No había tomado en todo el día nada más que la infusión del amanecer, pero no se sentó a la mesa sino por cortesía con sus oficiales. Aunque se conformaba mejor que nadie a los rigores de la vida en campaña, y era poco menos que un asceta del comer y el beber, gustaba y conocía de las artes de la cava y la cocina como un europeo refinado, y desde su primer viaje había aprendido de los franceses la costumbre de hablar de comida mientras comía. Aquella noche sólo se bebió media copa de vino tinto y probó por curiosidad el guiso de venado, para comprobar si era cierto lo que decía el dueño y confirmaron sus oficiales: que la carne fosforescente tenía un sabor de jazmín. No dijo más de dos frases en la cena, ni las dijo con más aliento que las muy pocas que había dicho en el curso del viaje, pero todos apreciaron su esfuerzo por endulzar con una cucharadita de buenas maneras el vinagre de sus desgracias públicas y su mala salud. No había vuelto a decir una palabra de política ni había evocado ninguno de los incidentes del sábado, un hombre que no lograba superar el reconcomio de la inquina muchos años después del agravio.

Antes que acabaran de comer pidió permiso para levantarse, se puso el camisón y el gorro de dormir tiritando de fiebre, y se derrumbó en la hamaca. La noche era fresca, y una enorme luna anaranjada empezaba a alzarse entre los cerros, pero él no tenía humor para verla. Los soldados de la escolta, a pocos pasos de la galería, rompieron a cantar a coro canciones populares de moda. Por una vieja orden suya acampaban siempre cerca de su dormitorio, como las legiones de Julio César, para que él conociera sus pensamientos y sus estados de ánimo por sus conversaciones nocturnas. Sus caminatas de insomne lo habían llevado muchas veces hasta los dormitorios de campaña, y no pocas había visto el amanecer cantando con los soldados canciones de cuartel con estrofas de alabanza o de burla improvisadas al calor de la fiesta. Pero aquella noche no pudo soportar los cantos y ordenó que los hicieran callar. El estropicio eterno del río entre las rocas, magnificado por la fiebre, se incorporó al delirio.
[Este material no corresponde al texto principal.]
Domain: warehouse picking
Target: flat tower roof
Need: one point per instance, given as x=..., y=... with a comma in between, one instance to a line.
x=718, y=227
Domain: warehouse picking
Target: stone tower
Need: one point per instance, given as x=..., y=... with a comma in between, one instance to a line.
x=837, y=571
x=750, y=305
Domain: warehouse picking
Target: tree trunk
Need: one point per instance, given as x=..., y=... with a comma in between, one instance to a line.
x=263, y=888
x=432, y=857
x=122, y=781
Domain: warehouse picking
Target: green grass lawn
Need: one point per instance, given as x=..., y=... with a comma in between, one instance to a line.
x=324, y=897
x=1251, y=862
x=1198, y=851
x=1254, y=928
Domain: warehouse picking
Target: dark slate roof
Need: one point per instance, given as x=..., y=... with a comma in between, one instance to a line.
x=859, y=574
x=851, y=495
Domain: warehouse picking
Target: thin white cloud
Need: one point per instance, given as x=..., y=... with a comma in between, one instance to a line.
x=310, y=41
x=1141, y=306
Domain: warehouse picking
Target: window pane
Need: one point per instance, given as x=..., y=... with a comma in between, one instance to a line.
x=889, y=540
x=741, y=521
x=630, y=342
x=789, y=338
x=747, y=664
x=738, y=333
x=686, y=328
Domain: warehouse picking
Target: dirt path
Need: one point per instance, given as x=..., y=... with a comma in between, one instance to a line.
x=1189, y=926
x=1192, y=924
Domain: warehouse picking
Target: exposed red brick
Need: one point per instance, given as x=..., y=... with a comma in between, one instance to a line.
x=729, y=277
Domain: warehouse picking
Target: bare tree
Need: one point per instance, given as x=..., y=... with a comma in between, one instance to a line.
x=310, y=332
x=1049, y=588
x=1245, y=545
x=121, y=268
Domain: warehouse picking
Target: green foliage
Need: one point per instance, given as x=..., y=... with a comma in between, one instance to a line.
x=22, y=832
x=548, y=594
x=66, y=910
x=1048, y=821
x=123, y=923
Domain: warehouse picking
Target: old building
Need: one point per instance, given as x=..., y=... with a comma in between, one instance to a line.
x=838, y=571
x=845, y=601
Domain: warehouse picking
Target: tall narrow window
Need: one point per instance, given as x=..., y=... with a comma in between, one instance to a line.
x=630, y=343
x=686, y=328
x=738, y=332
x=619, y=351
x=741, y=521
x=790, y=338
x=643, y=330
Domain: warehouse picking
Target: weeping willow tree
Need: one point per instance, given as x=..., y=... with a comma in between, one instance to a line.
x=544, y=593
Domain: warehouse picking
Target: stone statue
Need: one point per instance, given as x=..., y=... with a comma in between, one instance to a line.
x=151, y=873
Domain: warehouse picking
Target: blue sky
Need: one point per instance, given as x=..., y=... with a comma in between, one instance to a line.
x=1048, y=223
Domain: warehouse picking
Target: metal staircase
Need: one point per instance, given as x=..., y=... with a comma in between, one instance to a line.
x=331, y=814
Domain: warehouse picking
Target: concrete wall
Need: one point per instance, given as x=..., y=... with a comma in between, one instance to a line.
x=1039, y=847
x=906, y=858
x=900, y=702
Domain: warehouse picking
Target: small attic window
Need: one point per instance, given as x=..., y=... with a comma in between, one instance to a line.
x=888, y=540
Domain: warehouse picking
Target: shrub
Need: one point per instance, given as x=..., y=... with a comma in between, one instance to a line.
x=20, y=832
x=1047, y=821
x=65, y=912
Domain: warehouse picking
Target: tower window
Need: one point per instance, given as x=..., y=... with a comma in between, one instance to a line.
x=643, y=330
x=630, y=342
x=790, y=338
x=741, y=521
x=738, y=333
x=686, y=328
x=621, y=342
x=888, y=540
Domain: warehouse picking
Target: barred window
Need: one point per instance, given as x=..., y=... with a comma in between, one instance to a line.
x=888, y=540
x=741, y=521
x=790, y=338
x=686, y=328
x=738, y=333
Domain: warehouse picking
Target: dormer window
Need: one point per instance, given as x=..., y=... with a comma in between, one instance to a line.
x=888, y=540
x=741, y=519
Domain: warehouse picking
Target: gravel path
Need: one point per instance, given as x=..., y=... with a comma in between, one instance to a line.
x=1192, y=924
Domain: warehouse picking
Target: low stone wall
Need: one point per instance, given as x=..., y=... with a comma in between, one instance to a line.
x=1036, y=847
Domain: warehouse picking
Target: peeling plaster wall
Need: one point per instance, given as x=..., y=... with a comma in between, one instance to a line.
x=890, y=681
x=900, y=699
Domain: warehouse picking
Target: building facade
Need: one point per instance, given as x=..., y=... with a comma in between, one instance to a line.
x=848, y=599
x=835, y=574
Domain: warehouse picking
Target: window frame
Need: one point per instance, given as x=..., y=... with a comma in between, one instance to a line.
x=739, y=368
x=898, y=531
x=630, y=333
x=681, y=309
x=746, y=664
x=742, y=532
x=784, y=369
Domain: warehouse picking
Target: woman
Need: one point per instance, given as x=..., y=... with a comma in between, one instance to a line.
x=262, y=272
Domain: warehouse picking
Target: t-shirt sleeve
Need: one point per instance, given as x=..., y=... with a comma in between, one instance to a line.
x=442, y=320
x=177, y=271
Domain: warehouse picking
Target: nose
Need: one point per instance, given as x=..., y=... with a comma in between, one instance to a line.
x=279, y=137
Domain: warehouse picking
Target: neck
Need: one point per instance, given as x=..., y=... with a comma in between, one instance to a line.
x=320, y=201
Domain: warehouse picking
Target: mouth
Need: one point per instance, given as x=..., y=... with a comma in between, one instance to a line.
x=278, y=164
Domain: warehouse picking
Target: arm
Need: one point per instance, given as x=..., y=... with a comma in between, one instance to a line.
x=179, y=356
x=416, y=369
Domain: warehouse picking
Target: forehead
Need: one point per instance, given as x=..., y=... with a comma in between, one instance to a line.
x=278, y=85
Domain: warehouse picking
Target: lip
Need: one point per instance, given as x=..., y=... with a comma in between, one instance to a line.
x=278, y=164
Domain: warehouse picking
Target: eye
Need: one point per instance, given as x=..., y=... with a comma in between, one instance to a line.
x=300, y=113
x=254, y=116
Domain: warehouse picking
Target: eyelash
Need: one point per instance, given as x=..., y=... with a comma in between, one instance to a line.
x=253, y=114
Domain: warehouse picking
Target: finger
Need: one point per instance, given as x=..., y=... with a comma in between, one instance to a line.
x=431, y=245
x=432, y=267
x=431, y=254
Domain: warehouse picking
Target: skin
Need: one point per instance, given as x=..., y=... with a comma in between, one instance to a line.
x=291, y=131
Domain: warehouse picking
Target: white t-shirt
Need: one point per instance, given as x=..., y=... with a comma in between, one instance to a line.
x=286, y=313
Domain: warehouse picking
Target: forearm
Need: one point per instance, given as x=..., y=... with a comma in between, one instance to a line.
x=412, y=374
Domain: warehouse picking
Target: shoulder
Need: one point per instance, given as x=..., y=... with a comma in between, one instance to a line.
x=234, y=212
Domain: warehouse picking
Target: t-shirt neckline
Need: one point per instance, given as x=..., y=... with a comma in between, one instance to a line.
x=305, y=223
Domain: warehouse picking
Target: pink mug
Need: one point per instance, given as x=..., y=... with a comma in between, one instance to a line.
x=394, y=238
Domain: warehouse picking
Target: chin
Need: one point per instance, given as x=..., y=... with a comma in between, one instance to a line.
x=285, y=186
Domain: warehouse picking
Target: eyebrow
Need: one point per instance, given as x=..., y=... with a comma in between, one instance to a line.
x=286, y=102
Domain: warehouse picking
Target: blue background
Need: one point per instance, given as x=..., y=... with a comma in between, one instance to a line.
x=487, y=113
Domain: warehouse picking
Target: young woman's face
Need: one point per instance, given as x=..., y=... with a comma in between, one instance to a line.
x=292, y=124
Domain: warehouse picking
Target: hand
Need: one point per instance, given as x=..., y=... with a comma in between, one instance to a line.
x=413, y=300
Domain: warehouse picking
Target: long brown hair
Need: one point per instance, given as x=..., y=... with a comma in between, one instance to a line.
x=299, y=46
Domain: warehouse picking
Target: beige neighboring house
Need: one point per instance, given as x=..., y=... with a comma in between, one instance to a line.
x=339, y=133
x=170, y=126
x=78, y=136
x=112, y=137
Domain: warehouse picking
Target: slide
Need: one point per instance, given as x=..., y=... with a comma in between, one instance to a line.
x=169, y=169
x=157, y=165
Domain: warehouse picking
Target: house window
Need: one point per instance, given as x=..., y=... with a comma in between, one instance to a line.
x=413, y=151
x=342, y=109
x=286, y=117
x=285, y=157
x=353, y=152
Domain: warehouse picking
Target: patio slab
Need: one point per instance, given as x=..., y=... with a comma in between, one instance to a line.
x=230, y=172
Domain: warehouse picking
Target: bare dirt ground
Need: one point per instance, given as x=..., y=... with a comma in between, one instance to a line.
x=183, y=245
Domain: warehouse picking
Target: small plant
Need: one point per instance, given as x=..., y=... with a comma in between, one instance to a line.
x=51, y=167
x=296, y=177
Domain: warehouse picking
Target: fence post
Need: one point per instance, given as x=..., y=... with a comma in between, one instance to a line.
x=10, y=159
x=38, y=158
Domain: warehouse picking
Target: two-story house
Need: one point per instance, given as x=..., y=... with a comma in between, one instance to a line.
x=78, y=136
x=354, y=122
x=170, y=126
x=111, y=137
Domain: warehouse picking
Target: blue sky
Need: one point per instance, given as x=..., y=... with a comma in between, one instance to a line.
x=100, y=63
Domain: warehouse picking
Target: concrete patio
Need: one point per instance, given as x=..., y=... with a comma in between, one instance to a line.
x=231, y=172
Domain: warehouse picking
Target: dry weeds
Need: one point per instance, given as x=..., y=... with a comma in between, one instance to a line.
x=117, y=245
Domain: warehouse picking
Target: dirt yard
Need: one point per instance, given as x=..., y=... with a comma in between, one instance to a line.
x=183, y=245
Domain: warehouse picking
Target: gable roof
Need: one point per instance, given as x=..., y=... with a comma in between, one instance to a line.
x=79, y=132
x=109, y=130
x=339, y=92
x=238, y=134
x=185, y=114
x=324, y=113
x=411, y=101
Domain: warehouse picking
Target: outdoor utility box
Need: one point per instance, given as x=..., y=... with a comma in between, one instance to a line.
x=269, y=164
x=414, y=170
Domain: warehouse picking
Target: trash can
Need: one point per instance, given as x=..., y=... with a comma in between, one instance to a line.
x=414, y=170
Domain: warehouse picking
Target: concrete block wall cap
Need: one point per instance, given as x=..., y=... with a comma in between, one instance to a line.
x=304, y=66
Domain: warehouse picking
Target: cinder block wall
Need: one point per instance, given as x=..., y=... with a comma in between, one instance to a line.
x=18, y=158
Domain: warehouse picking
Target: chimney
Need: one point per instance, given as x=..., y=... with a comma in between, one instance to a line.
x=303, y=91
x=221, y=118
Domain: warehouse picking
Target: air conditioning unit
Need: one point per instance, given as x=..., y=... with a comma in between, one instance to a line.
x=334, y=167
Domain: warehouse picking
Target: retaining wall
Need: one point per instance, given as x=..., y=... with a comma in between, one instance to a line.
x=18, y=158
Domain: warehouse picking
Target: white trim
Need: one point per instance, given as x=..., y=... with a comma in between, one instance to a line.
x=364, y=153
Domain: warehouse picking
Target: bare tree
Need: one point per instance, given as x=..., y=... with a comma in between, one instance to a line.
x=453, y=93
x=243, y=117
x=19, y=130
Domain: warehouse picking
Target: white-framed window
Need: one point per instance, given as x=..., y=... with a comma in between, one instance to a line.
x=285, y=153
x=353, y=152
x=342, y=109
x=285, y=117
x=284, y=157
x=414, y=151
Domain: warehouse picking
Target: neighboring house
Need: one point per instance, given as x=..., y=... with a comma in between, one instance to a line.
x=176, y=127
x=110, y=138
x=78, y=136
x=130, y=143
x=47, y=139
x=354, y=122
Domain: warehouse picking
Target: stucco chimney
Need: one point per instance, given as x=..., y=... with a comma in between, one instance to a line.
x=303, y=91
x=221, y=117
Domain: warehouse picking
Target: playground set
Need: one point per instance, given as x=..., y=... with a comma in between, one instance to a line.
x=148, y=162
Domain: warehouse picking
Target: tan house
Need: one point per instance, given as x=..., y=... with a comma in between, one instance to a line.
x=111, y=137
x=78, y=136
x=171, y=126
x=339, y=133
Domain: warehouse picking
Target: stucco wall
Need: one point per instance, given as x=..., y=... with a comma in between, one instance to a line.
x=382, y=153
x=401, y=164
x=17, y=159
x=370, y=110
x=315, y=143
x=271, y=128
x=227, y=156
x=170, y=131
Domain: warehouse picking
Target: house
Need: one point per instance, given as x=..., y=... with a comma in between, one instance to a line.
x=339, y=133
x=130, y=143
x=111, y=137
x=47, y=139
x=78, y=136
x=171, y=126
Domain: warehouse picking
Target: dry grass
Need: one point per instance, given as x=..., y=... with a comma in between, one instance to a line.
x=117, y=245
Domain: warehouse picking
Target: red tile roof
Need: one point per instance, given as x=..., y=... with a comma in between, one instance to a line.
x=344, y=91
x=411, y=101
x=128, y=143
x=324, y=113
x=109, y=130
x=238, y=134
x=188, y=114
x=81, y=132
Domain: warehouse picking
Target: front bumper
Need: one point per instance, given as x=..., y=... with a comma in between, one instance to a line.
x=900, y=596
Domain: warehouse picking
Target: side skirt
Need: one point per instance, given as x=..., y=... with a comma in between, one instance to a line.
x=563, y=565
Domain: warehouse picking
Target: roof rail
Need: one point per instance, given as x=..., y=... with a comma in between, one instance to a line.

«¡La pinga!», gritó. «Si al menos pudiéramos pararlo un minuto».

Pero no: ya no podía parar el curso de los ríos. José Palacios quiso calmarlo con uno de los tantos paliativos que llevaban en el botiquín, pero él lo rechazó. Esa fue la primera vez en que le oyó decir su frase recurrente: «Acabo de renunciar al poder por un vomitivo mal recetado, y no estoy dispuesto a renunciar también a la vida». Años antes había dicho lo mismo, cuando otro médico le curó unas fiebres tercianas con un brebaje arsenical que estuvo a punto de matarlo de disentería. Desde entonces, las únicas medicinas que aceptó fueron las píldoras purgantes que tomaba sin reticencias varias veces por semana para su estreñimiento obstinado, y una lavativa de sen para los retrasos más críticos.

Poco después de la medianoche, agotado por el delirio ajeno, José Palacios se tendió en los ladrillos pelados del piso y se quedó dormido. Cuando despertó, el general no estaba en la hamaca, y había dejado en el suelo la camisa de dormir ensopada en sudor. No era raro. Tenía la costumbre de abandonar el lecho, y deambular desnudo hasta el amanecer para entretener el insomnio cuando no había nadie más en la casa. Pero esa noche había razones de más para temer por su suerte, pues acababa de vivir un mal día, y el tiempo fresco y húmedo no era el mejor para pasear a la intemperie. José Palacios lo buscó con una manta en la casa iluminada por el verde lunar, y lo encontró acostado en un poyo del corredor, como una estatua yacente sobre un túmulo funerario. El general se volvió con una mirada lúcida en la que no quedaba ni un vestigio de fiebre.